We previously understood how Q-learning works, with the help of Q-value and Q-table. Q-learning is a type of reinforcement learning algorithm that contains an ‘agent’ that takes actions required to reach the optimal solution. This is achieved with the help of Q-table that is present as a neural network. It helps take the right step that maximizes the reward, thereby reaching the optimal solution.
Now, let us see how the agent uses the policy to decide on the next step that it needs to take to achieve optimum results.
The policy considers the Q-values of all possible actions that could be taken, based on the current state that the agent is in.
The higher the value of Q-value, better is the action.
There are times where the policy chooses to ignore the Q-table if it already has the knowledge required to take the next step.
Instead, it chooses to take another random action and find higher potential rewards.
When the episode begins, the agent takes random actions because the Q-table wouldn’t have been populated yet, and not much information would be present.

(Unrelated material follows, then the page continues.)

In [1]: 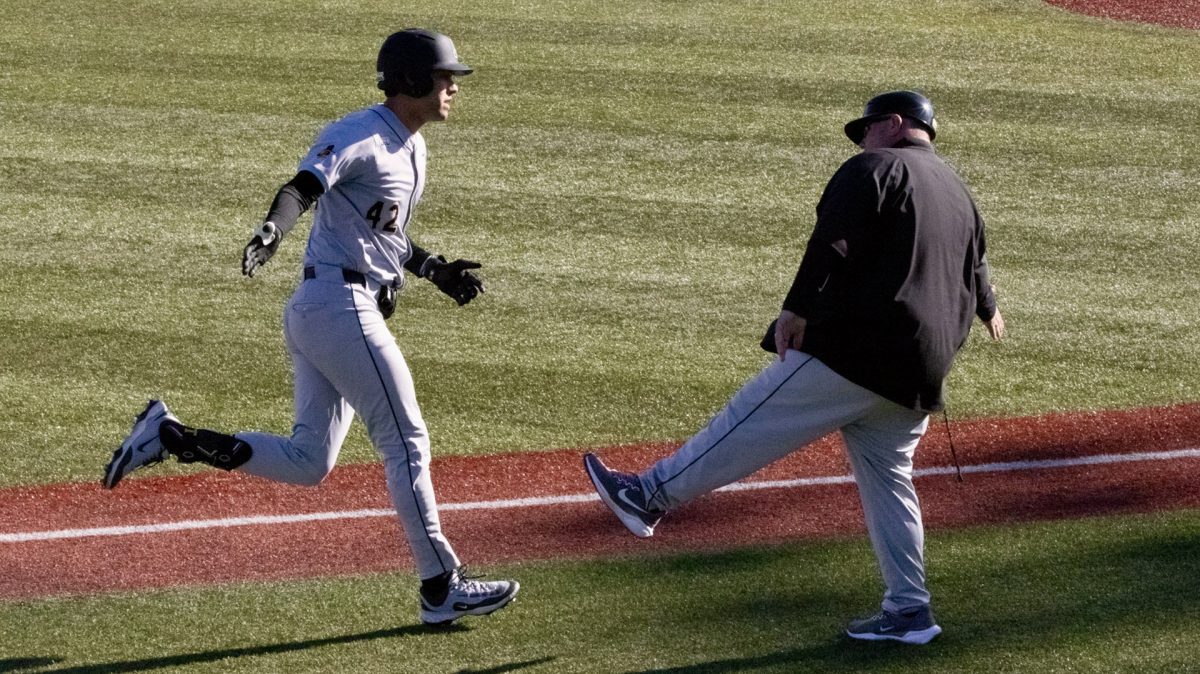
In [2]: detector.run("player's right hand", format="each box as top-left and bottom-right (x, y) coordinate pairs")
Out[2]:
(242, 222), (281, 277)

But as time progresses, the Q-table is gradually filled.
Due to this Q-table being populated, the agent has more knowledge about how it needs to interact with the environment to achieve maximum reward.
The Q-value is updated after every new action that the agent takes, with the help of Bellman equation.
It is important to understand that the Q-value that is updated, is based on the newly received reward and the maximum possible value of Q-value with respect to new state.
The Q-table is huge, since it contains all possible configurations and moves of the chess board. This would take up a lot of memory in the system. Hence, neural networks are used to store Q-table that helps suggest the optimal action to the agent for every state.
Due to the usage of neural network, reinforcement learning algorithms have achieved better performances on tasks such as Dota 2, and Go.